A rapidly expanding business that requires the establishing of a BI function to ensure that it drives consistency in reporting and data definitions across the Group as it expands, and ensure that the business is supplied with innovative, relevant and actionable reporting to support a data-driven decision making culture throughout the Group.
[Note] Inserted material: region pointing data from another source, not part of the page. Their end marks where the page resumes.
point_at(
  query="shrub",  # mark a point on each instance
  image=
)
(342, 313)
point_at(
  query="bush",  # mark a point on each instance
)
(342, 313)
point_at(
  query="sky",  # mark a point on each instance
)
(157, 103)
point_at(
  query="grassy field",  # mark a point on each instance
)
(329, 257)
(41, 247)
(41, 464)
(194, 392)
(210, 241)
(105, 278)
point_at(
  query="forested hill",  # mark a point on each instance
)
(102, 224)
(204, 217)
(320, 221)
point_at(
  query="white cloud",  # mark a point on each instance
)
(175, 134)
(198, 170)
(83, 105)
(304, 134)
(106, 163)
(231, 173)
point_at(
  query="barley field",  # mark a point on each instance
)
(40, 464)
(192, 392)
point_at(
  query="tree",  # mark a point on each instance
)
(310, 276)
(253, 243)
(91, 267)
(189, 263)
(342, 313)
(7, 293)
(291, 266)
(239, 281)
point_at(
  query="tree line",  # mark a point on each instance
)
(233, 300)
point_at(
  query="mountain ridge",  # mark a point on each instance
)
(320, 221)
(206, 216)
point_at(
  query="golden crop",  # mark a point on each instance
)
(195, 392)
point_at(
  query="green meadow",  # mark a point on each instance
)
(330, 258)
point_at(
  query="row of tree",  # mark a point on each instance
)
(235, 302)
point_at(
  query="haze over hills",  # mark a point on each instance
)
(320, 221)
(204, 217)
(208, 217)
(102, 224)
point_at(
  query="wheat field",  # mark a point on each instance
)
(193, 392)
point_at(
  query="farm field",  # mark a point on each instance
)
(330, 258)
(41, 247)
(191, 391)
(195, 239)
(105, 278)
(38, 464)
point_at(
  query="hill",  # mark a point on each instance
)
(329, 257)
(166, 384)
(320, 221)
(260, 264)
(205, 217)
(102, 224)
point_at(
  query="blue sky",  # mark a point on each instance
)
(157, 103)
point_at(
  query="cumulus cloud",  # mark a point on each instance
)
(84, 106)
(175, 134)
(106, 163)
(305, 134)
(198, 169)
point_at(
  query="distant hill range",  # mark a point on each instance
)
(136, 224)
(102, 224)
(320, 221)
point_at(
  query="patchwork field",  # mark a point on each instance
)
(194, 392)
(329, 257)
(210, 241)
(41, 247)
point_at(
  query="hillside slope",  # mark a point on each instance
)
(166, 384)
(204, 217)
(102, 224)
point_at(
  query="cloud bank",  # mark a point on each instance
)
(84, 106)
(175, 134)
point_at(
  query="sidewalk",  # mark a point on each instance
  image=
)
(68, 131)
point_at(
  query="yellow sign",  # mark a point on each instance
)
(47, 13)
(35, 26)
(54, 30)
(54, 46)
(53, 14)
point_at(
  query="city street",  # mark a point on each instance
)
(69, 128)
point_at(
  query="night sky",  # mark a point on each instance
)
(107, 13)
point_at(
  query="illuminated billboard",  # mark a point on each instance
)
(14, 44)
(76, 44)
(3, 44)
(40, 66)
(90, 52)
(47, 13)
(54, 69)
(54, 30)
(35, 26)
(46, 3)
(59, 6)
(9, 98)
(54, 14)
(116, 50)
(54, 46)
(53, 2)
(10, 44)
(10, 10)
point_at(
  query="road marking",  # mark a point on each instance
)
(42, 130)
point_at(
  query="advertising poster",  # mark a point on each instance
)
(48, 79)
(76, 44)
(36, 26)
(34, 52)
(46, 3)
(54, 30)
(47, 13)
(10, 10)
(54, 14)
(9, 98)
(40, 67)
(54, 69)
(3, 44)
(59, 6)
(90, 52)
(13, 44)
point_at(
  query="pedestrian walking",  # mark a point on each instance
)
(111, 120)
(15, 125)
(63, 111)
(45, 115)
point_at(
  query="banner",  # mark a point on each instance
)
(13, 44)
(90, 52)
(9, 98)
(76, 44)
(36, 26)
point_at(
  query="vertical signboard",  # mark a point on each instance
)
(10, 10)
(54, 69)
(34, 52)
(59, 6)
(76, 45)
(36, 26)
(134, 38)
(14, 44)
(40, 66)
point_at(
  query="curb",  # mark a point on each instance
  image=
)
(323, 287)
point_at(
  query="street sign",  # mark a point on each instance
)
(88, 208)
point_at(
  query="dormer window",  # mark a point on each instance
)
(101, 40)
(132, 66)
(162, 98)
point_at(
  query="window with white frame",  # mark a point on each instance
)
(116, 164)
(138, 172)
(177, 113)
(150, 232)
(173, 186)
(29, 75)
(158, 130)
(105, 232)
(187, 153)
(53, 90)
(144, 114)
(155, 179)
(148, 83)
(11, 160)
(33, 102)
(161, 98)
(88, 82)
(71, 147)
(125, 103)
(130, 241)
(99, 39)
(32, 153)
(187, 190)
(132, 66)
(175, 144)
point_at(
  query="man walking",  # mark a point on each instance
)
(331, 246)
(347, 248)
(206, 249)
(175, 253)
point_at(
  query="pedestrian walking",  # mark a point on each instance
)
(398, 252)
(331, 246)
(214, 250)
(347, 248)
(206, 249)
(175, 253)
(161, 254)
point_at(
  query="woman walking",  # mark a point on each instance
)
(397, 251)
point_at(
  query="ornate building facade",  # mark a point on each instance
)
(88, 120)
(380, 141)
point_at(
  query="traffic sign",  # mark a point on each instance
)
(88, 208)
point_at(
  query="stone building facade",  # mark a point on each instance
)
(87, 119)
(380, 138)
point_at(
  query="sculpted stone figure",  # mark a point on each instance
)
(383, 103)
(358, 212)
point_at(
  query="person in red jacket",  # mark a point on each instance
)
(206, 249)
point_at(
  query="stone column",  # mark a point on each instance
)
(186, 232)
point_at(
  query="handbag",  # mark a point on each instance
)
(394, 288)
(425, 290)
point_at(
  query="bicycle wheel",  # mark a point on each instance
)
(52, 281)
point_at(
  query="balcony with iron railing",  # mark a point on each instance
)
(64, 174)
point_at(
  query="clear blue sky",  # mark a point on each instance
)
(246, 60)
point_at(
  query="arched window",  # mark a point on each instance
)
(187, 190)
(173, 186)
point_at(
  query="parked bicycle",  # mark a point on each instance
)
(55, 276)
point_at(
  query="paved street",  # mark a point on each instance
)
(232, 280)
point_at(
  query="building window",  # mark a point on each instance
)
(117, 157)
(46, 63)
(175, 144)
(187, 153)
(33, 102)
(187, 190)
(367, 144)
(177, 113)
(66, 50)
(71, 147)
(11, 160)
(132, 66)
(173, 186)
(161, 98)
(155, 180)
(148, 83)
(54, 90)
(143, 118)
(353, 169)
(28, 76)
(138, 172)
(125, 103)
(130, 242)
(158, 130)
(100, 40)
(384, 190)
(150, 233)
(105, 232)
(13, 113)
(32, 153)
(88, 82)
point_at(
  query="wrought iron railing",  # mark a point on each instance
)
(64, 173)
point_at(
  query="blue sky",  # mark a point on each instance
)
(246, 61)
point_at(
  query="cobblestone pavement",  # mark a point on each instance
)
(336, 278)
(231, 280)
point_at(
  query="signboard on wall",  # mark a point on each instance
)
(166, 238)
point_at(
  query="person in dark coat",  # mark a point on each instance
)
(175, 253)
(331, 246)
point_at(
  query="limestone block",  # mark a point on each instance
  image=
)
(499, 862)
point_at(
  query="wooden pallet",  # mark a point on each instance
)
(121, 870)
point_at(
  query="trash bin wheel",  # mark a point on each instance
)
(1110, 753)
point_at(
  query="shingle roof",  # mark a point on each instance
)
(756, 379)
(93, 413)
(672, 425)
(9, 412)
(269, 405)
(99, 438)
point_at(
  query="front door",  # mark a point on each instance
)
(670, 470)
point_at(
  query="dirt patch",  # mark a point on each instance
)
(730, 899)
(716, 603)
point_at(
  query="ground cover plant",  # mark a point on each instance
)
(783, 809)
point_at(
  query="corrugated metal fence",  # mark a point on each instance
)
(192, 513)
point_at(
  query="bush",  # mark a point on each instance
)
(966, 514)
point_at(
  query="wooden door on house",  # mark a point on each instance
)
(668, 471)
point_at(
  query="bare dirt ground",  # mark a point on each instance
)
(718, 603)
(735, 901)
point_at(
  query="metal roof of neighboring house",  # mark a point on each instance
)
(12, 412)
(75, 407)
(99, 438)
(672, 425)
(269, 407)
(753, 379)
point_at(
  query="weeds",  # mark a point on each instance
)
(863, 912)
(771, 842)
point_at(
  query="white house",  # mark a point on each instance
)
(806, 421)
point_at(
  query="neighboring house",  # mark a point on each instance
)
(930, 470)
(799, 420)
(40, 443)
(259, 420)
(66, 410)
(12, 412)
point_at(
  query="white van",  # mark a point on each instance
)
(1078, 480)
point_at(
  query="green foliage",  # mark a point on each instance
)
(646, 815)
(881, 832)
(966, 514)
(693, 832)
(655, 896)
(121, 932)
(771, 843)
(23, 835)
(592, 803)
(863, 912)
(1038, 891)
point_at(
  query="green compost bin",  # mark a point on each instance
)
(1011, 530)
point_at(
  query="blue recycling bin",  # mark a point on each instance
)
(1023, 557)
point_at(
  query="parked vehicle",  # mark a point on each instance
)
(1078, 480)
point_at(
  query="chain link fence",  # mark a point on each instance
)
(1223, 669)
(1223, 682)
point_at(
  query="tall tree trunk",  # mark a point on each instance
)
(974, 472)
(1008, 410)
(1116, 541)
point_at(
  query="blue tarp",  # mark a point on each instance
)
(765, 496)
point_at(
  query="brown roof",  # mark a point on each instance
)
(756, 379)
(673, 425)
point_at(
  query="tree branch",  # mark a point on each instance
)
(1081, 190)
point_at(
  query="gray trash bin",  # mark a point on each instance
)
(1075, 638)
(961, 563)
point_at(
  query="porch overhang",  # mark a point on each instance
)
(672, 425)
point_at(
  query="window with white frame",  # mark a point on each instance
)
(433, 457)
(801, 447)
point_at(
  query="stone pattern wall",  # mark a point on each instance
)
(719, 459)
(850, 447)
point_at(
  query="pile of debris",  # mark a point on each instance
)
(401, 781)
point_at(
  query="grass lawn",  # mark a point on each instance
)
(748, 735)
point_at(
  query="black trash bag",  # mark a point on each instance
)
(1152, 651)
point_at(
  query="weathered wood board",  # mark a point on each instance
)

The Senior BI Developer will support the BI Team in providing and managing high quality, timely and accurate reporting and analysis across all business functions to enable measured decision making, and support the day to day operations for continued growth of the business.

You’ll be responsible for:

  1. Day-to-day people management of BI Developers and Analysts
  2. Coaching and monitoring of developers against setting of individual objectives and goals
  3. Manage and deliver BI in line with BI Programme Manager roadmap
  4. Present technical BI solutions to non-technical stakeholders
  5. Take ownership and responsibility of the technical design, architecture and BI solution, keeping complete and end to end technical BI delivery goals in focus
  6. Provide assistance to the technical team; be able to provide technical solutions and answers to difficult and complicated business issues.
  7. ETL scripting, data modelling and report/dashboard delivery within BI tool
  8. Develop technical processes and strategy for business demands managed efficiently and effectively, giving both ad-hoc and strategic considerations to the solutions.
  9. Develop BI tool architecture including data presentation, data modelling, data blending, metadata and semantic layer development and governance
  10. Support significant data and BI tool migration projects
  11. Ensure BI reporting is governed to the highest degree in line with developed Business Glossary and Business Semantic Layer
  12. Support, promote & manage Data Warehouse roadmap delivery through detailed requirements provision and building strong relationships with data architects across the business
  13. Ensuring the hardware and software are up to date and fit for purpose for BI tool and user demands

You’ll need to evidence the following qualifications, skills and experience:

  1. Proven experience/knowledge on Microsoft stack SSIS and SSRS and SQL server
  2. Experience of producing reporting and BI through Qlikview or similar enterprise BI tools
  3. Proven experience/knowledge of building data warehouses for successful and efficient delivery of reports, KPIs and dashboards
  4. Ability to review the existing code and set up best coding practices and standards across all BI development
  5. Enhancing query and report performance
  6. Strong knowledge of relational & dimensional modelling with Kimball design
  7. Preparing technical artefacts such as (but not limited to) Data Mapping, Data Lineage, Metadata, Logical and Physical Data Models for complex data structures
  8. Good understanding of end-to-end BI development life cycle
  9. Effective communicator with good organisational, prioritising and influencing skills
  10. Advanced Microsoft office skills (Excel, Power Point, etc)
  11. People management, leadership, provoking enthusiasm and efficiency within team
  12. Promoting process adherence and compliance
  13. Able to prioritise multiple tasks and work under pressure for senior business people
  14. Ability to adapt & change reporting requirements to suit business needs
  15. Ability to work in a fast paced environment and manage / prioritise workload

The Benefits:

  1. Competitive salary with annual bonus
  2. Contributory pension
  3. 3% flexible benefits - including cycle to work, critical illness, dental insurance, childcare vouchers, travel insurance, dining club, retail discounts and the option to buy up to one week’s worth of holiday subject to start date
  4. Free shuttle bus from Leeds City Centre
  5. Subsidised on-site restaurant
  6. Free on-site gym
  7. Excellent coaching and training

Please apply quickly as the roles will go fast.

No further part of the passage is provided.